Syria: Syria adopted new measures Sunday to curb fuel shortages President Bashar al-Assad’s government has blamed on strangling Western sanctions on the war-torn country.

Syrian authorities are seeking to “regulate the distribution at petrol stations” and to ensure even deliveries across to country while “preventing waste and smuggling”, the official SANA news agency reported.

Syria’s government has faced a barrage of international sanctions since the conflict started in 2011, including measures impacting the import of petroleum-related products.

In Damascus, a city of five million, queues at petrol stations can take days.
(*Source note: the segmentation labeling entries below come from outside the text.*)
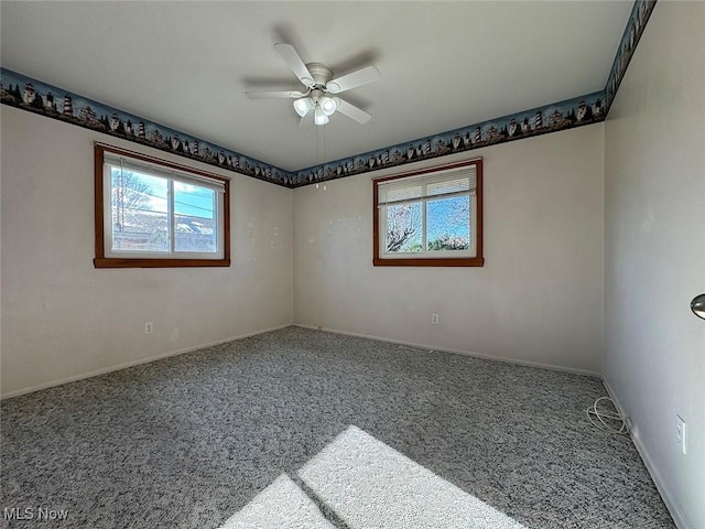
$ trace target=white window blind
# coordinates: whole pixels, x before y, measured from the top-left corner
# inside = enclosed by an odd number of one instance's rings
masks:
[[[217,179],[209,179],[208,176],[203,176],[200,174],[183,173],[175,169],[165,168],[143,160],[122,156],[107,151],[104,152],[102,160],[106,165],[122,169],[123,171],[134,171],[137,173],[161,176],[183,184],[197,185],[217,193],[225,193],[225,183]]]
[[[451,197],[473,194],[477,188],[475,165],[438,171],[437,173],[410,176],[408,179],[380,182],[378,207],[417,202],[420,198]]]

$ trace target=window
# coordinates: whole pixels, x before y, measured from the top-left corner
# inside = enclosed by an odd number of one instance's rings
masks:
[[[481,267],[482,160],[372,182],[375,266]]]
[[[229,181],[96,143],[96,268],[230,266]]]

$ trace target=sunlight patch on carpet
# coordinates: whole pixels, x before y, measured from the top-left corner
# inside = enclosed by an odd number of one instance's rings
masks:
[[[286,474],[232,515],[220,529],[335,529]]]
[[[350,529],[527,529],[355,425],[297,477],[282,475],[221,529],[332,528],[316,501]]]

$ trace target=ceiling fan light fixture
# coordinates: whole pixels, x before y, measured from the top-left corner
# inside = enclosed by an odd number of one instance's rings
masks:
[[[296,114],[302,118],[306,116],[312,108],[313,101],[310,97],[303,97],[294,101],[294,110],[296,110]]]

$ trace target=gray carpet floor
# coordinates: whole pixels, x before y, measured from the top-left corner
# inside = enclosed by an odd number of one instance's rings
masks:
[[[673,528],[631,440],[588,421],[604,395],[288,327],[3,401],[0,527],[218,528],[355,427],[527,529]]]

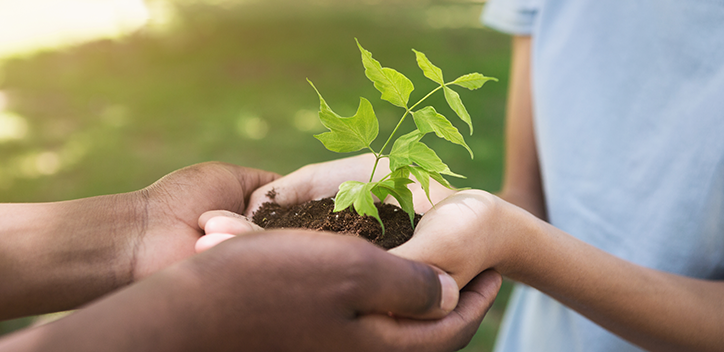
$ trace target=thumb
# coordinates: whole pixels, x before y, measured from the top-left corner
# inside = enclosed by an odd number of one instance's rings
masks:
[[[356,309],[360,314],[382,313],[398,317],[438,319],[457,305],[455,280],[433,266],[406,260],[384,251],[375,260]]]

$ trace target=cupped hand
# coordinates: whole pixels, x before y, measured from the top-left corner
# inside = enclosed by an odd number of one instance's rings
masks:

Among the new measures agreed Sunday, the government said it would halve the amount of fuel allocated to public institutions to run their vehicles, set up mobile distribution points and re-open closed stations, SANA said.

The ministry of petrol and mineral resources in April temporarily slashed the daily cap on subsidised petrol by half, from 40 to 20 litres per vehicle.

On Sunday it blamed the crisis on “economic sanctions” that are targeting the energy sector and “preventing the arrival of oil tankers in Syria”, in comments on the ministry’s Facebook page.

But it promised an easing of the crisis in the coming days.

Prime Minister Emad Khamis, quoted in local press, said Iranian tankers supplying Syria had been halted due to US sanctions on Tehran.

Oil tankers bound for Syria have been barred from using Egypt’s Suez Canal for six months, he added.

In recent months fuel and oil shortages have rocked government-held areas of Syria, a country that before the war enjoyed relative energy autonomy.

Authorities estimate that since 2011 Syria’s oil and gas sector has suffered some $74 billion in losses.

The country’s main oil fields are still outside the government’s control.

Syria’s war has killed more than 370,000 people and displaced millions since the conflict began with the repression of anti-government protests in 2011.

The UN estimates the conflict has caused some $400 billion in war-related destruction.